Armées de guitares acoustiques, les deux artistes arrivent sur scène sous les vivats de 500 détenus, le cheveu ras et uniformément habillés de jaune.

"Les matons vont vous virer de la salle si vous devenez trop excités", plaisante Manami, en robe rouge, déclenchant l'hilarité générale.

En principe, les prisonniers doivent observer un silence complet et avoir les mains posées en permanence sur les genoux, sauf permission spéciale des gardiens. Ce jour-là, ils ont eu le droit de reprendre deux chansons et de scander des poings en même temps pendant l'heure et demie de spectacle.
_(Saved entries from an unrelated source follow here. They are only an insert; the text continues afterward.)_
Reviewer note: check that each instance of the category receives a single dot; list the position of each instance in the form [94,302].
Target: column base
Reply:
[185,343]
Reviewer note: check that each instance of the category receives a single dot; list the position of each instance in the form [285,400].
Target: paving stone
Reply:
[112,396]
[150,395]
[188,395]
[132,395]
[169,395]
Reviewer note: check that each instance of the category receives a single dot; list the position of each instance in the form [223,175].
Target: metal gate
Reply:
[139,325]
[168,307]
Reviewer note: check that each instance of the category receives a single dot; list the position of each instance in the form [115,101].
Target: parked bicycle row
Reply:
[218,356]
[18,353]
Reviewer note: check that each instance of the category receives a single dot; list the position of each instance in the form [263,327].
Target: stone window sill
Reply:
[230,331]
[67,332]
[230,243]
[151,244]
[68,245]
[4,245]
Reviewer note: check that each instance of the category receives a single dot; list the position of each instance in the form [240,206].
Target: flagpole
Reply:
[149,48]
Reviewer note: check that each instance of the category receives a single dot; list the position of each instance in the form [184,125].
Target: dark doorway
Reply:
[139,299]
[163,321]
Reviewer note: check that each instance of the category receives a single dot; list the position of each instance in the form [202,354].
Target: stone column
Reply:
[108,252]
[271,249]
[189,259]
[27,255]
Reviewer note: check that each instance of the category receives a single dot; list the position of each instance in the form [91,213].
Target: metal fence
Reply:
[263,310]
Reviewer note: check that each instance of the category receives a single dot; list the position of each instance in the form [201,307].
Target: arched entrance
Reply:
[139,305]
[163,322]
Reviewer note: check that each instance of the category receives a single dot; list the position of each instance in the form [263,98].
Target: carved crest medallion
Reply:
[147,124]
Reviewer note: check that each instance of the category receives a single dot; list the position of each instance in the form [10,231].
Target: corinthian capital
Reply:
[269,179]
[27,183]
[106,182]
"Les chansons de +Paix2+ m'ont fait réfléchir intensément au sens de la vie", témoigne un détenu de 40 ans, ancien drogué, après le concert.

"Elles m'ont persuadé de faire de mon mieux ici jusqu'au jour où je sortirai", ajoute le prisonnier en avouant qu'un morceau lui a tiré des larmes.

- Jailhouse pop -

Si le duo ne joue pas uniquement pour des prisonniers - il lui arrive de donner des concerts dans le civil -, son répertoire folk rock trouve un écho auprès d'eux: "C'est normal de faire des erreurs"... "Courage, ne laissez pas tomber", disent les chansons.
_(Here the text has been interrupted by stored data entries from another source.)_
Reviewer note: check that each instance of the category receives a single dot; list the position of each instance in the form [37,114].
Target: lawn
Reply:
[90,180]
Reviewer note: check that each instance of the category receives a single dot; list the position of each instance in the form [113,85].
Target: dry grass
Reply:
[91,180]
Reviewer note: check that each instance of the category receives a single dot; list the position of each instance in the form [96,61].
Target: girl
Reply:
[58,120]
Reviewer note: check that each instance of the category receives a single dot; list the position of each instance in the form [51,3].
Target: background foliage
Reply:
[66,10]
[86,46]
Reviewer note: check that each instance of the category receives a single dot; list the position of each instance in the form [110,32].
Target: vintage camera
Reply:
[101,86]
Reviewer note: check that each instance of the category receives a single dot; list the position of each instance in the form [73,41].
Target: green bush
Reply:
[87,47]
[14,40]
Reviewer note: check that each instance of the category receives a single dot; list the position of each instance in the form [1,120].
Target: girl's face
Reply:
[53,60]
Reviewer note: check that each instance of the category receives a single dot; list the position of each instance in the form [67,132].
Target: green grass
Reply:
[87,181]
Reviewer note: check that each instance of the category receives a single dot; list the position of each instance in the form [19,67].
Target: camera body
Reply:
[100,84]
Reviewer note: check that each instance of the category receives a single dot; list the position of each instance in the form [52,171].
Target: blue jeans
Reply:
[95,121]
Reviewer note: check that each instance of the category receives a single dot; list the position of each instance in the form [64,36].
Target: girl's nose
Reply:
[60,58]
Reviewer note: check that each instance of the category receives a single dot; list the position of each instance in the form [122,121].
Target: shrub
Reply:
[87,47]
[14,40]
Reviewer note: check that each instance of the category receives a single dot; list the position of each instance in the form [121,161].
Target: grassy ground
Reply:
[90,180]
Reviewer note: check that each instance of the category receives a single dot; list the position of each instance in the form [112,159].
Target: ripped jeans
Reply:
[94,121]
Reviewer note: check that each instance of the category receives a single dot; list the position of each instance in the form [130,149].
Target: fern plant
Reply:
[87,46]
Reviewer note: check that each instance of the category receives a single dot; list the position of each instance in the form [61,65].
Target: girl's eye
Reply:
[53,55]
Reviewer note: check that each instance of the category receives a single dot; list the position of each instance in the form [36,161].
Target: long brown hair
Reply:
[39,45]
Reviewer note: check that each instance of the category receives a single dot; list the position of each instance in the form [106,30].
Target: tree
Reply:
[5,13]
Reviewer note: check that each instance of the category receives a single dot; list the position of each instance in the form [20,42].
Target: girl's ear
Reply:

Pour Toru Matsumura, un agent pénitentiaire chargé de l'éducation, l'objectif de ces concerts "live" est de "donner aux prisonniers la chance de se racheter".
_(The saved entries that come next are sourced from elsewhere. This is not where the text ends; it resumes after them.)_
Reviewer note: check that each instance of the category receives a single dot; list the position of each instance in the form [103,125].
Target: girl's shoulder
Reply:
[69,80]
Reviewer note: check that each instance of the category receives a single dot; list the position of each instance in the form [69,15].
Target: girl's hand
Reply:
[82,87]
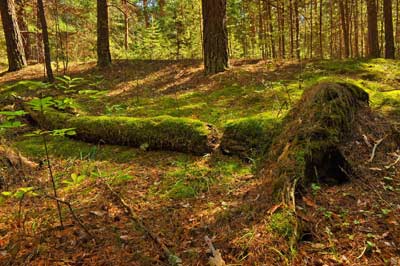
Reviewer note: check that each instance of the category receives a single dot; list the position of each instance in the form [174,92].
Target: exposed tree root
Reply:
[172,258]
[13,166]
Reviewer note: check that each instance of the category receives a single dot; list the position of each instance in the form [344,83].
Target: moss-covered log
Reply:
[158,133]
[308,148]
[249,137]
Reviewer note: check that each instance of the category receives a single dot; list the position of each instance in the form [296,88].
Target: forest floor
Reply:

Si le total des arrestations décline depuis dix ans au Japon - un pays où le taux de criminalité est proverbialement peu élevé -, le taux de récidive, lui, augmente: de 28% en 1997 à près de 47% en 2013, selon des chiffres officiels.

Le gouvernement ambitionne de réduire le nombre des détenus (60.000 sur une population de 127 millions, soit un taux de 51 pour 100.000 habitants - contre 710 aux Etats-Unis et 98 en France, selon l'OCDE) en développant des programmes d'aide à l'emploi à la sortie de prison afin de faciliter leur réinsertion et éviter la récidive.

Megumi et Manami veulent aider les anciens taulards à ne pas rechuter, mais aussi sensibiliser l'opinion publique à la réalité derrière les barreaux.

"Je pense que la perception publique changera si les Japonais savent à quoi ressemble la vie en prison", espère Manami.

Elle-même n'avait pas la moindre idée du sort des détenus, ni du régime notoirement strict qui les encadre, quand elle a commencé à tourner dans les maisons d'arrêt du Japon avec son amie d'enfance Megumi.

- 'Idoles des prisons' -

Découvertes par des agents de l'administration pénitentiaire lors d'un spectacle dans leur ville natale de Tottori (ouest du Japon) en 2000, elles n'ont depuis lors jamais arrêté de se produire dans des prisons, ont visité toutes les maisons d'arrêt du pays et rêvent d'inscrire leur record dans le Livre Guinness.

Megumi Ikatsu et Manami Kitao étaient mortes de trac lorsqu'elles ont joué la première fois devant un parterre de têtes tondues et d'uniformes austères.

"C'était intimidant parce qu'ils nous regardaient intensément, sans le moindre sourire. J'étais terrorisée parce qu'ils n'avaient aucune réaction", se souvient Manami.

A l'époque, les deux jeunes femmes, qui approchent aujourd'hui la quarantaine, étaient les seules chanteuses à visiter les geôles de l'Archipel.

Depuis, elles sont devenues "les idoles des prisons" sans pour autant faire fortune. Elles ne touchent que 30.000 à 40.000 yens (200 à 300 euros) par concert, quand on veut bien leur donner un cachet, et doivent prendre à leur compte les frais de logement et de transport.

Mais Megumi et Manami assument leur choix: "Jouer dans les prisons implique qu'on ne deviendra jamais des célébrités qui passent à la télé. Nos concerts n'ont rien de glamour", reconnaît la première.

Pourtant, elles ne regrettent rien et jugent que la cause en vaut la peine. "Quand d'ex-détenus viennent nous revoir et nous disent qu'ils ont rompu avec leur passé criminel, c'est ça notre vraie rétribution", se réjouit Megumi.